Why the AI bubble metaphor is breaking down
The word bubble has become shorthand for the frenetic surge in interest, investment and headlines around artificial intelligence since ChatGPT’s public debut on November 30, 2022. That launch, coupled with OpenAI’s March 14, 2023 release of GPT-4, sent startups, public markets and legacy tech firms racing to rewire products and balance sheets around large language models and generative AI.
But calling it a single bubble risks flattening a far more complex picture. Instead of one transient mania that inflates and pops, the AI story looks like overlapping cycles: model breakthroughs, infrastructure buildout, and real-world adoption. Each cycle has different time horizons, economics and risk profiles.
Three overlapping cycles to watch
1. Models and algorithmic progress
Model breakthroughs drive headlines and user enthusiasm. Advances from transformer architectures to scaling laws powered products like ChatGPT and Google Bard and set off massive demand for developer attention and consumer trials. The immediate risk here is hype: models promise broad capabilities before most businesses know how to integrate them cost-effectively.
2. Infrastructure and compute economics
The second cycle is infrastructure. The surge in model size and inference demand created a multiyear buildout in GPUs, datacenters and specialized silicon. Nvidia, whose GPUs became the de facto platform for many training and inference tasks, surpassed $1 trillion in market value in 2023 as cloud and enterprise customers raced to secure capacity. Infrastructure is capital intensive and lumpy; it can sustain long-term value if utilization rises, but it can also leave overhang if demand softens.
3. Adoption and product-market fit
Finally, adoption is the slowest and most durable cycle. This is where regulatory constraints, enterprise sales cycles and human workflows determine whether AI delivers economic value. McKinsey estimated that AI could add up to about $13 trillion to global GDP by 2030, but that potential depends on real adoption across industries, not just proof-of-concept demos.
Implications for investors, founders and policymakers
Thinking in cycles changes the signals you track. In the models cycle, look at published benchmarks, open-source momentum and developer engagement. In infrastructure, monitor utilization rates, spot pricing and supply constraints for H100 and similar accelerators. For adoption, measure revenue retention, gross margins on AI-powered features, and the time it takes for automation to translate into cost savings or new revenue.
For venture capital, that means differentiating between companies riding model hype and those building durable distribution, data moats or hardware-backed advantages. For public investors, it means separating headline-driven valuations from indicators like free cash flow and margin sustainability.
Expert perspectives
As AI pioneer Andrew Ng has long put it, ‘AI is the new electricity’ — a reminder that the tech can be foundational but also uneven in how and when it rewires industries. An early-stage AI investor summarized the new framing this way: ‘Treat the recent surge less like a single spike and more like an overlay of booms. Betting on models alone is different from betting on scalable infrastructure or on a company that can actually monetize AI with real customers.’

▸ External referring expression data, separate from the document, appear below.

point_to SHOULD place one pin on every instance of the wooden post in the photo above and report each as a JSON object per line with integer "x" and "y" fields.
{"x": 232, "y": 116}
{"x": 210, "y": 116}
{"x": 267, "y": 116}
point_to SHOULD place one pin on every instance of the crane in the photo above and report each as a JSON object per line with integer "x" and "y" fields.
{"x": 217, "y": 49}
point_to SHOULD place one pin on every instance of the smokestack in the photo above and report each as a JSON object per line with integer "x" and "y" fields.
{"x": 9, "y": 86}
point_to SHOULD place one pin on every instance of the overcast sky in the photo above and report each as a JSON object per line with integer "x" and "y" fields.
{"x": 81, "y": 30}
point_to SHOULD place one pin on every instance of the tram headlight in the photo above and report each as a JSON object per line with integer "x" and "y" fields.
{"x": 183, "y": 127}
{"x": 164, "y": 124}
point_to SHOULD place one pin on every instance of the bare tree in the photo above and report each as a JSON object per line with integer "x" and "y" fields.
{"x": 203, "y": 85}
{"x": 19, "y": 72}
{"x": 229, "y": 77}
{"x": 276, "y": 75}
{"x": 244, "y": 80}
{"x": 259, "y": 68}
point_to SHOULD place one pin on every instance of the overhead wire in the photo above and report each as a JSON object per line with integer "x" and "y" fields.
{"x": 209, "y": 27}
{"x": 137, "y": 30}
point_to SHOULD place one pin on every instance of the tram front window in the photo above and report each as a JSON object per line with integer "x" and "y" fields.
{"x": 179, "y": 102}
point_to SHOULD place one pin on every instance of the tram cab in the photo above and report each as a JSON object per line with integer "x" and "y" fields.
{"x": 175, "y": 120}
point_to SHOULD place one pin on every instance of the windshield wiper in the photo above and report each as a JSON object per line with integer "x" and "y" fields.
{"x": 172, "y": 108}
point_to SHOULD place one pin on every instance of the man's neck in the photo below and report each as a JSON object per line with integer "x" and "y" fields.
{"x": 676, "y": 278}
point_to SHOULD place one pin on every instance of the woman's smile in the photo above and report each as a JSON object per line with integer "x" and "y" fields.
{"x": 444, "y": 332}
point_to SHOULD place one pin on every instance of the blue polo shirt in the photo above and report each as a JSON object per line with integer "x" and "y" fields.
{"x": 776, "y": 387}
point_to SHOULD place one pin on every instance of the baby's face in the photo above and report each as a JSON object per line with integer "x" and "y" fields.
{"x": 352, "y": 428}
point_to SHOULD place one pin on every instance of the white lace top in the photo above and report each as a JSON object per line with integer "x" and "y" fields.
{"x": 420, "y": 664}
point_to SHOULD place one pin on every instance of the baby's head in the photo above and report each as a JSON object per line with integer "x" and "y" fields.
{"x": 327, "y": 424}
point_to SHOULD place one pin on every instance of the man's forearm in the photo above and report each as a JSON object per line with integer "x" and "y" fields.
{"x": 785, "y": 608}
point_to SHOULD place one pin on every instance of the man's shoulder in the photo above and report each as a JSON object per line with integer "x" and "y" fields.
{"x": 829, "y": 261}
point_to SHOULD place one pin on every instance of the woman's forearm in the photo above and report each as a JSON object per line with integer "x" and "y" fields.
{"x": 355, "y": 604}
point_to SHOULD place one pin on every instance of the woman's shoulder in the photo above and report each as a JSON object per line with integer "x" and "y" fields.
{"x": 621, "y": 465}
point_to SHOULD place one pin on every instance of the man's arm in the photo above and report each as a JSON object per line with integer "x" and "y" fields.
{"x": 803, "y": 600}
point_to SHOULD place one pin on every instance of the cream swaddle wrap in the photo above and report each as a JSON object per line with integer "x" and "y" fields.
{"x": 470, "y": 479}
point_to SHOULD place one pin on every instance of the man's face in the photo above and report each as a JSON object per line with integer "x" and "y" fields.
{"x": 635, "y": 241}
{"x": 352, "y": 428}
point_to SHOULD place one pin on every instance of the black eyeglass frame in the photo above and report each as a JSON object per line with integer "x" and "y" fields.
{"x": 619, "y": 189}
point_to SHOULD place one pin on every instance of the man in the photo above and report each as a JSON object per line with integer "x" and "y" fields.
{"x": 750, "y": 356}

Analysts at major banks and research firms also emphasize regulatory risk. The European Union reached a provisional agreement on the AI Act in December 2023, signaling tougher rules on high-risk systems. That regulatory backdrop will shape adoption timelines for sectors like healthcare and finance, where compliance matters more than raw model performance.
What to watch next
Key signals that distinguish transient hype from structural change include sustained enterprise adoption metrics, improvements in cost-per-inference, and more diverse hardware ecosystems that reduce single-vendor risk. Watch cloud providers’ reported AI margins, chip vendors’ supply plans, and startups that show real net-new revenue attributable to AI features.
Related coverage worth digging into includes our reporting on Nvidia’s GPU strategy, the EU AI Act’s implications for compliance, and VC funding trends across generative AI startups.
Conclusion: a more useful lens
Reframing the AI bubble as overlapping cycles tempers both pessimism and unchecked exuberance. It narrows the question from ‘will AI crash’ to ‘which layers are mispriced, and for how long’. That shift helps founders prioritize durable advantages, helps investors calibrate risk across very different business models, and helps policymakers target interventions where they matter most.
Ultimately, some parts of the market may correct quickly; others will take years to mature. Distinguishing between hype and durable value is the hard work ahead.